Konstantinos Moungos, "Optimal operation of interconnected microgrids", Diploma Work, School of Electrical and Computer Engineering, Technical University of Crete, Chania, Greece, 2023
https://doi.org/10.26233/heallink.tuc.97354
In response to rising energy consumption and its adverse environmental impact, there is an urgent demand for innovative technologies in intelligent energy management systems. The integration of Renewable Energy Sources into power systems is crucial for achieving short-term reduction in greenhouse gas emissions and long-term elimination. However, this integration presents challenges, particularly with distributed generation, introducing complexities and technical obstacles. This work develops advanced fully parametric systems to optimize energy management within complex Microgrids. It also enables Microgrids to participate in Peer-to-Peer energy markets with their neighbors, enhancing resilience and offering financial benefits by leveraging diverse profiles of non-controllable energy sources based on individual Microgrid locations.
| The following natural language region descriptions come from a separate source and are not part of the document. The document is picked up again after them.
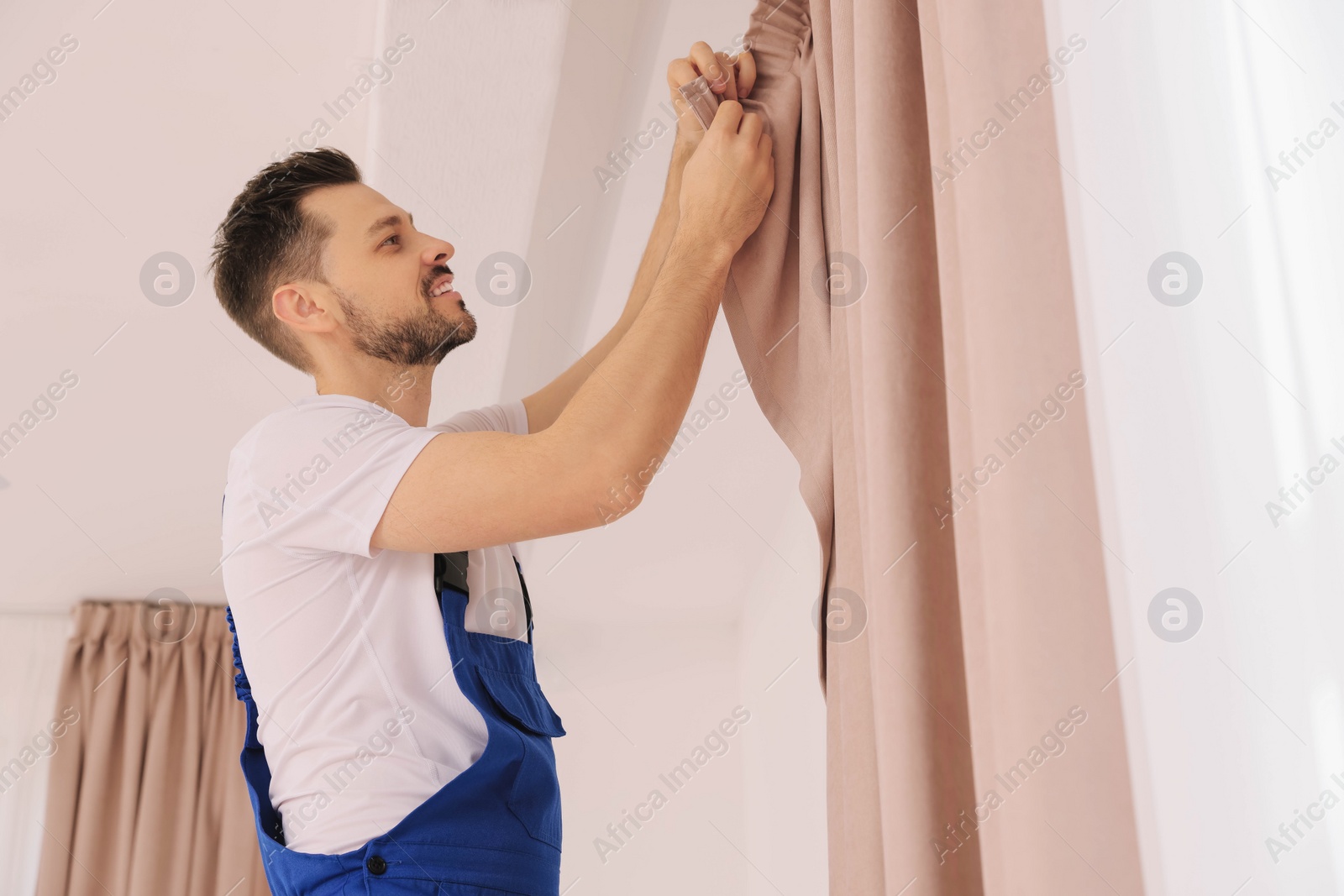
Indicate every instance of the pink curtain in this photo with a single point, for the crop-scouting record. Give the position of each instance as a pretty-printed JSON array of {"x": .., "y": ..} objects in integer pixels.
[
  {"x": 145, "y": 793},
  {"x": 911, "y": 335}
]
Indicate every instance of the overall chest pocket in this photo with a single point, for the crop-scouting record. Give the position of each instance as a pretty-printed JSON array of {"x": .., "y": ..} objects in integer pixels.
[{"x": 535, "y": 795}]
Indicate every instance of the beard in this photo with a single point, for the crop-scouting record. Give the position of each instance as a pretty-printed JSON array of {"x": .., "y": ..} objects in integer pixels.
[{"x": 425, "y": 338}]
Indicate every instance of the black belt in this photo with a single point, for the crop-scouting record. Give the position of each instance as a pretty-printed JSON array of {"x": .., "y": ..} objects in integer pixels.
[{"x": 450, "y": 573}]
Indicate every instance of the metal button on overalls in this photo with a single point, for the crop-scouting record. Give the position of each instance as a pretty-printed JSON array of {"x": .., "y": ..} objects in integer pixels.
[{"x": 494, "y": 828}]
The study examines various energy systems, ranging from residential buildings to extensive Plug-In Electric Vehicle parking facilities, and develops models for system components, including thermal and electrical building loads. Critical and non-critical loads are separately addressed in this work. Additionally, a dynamic equivalent aggregate battery model is created for Plug-In Electric Vehicle clusters in Microgrid parking lots. This research presents a comprehensive framework for Energy Management Systems within interconnected Microgrids, reconciling two strategies: Microgrid energy management and participation in the Peer-to-Peer Electricity Market. With this approach, each Microgrid consistently adapts its operations based on market dynamics, aligning actions with financial objectives and operational efficiency. A significant advantage of this thesis is that during participation in the Peer-to-Peer market, each Microgrid shares only information about power quantity and the offered price it is willing to trade, preserving internal information. Furthermore, market participation is achieved through non-cooperative game theory, supporting the idea that each Microgrid can have its distinct objectives. This flexibility is vital in liberalized markets where Microgrids may belong to different companies with unique objectives.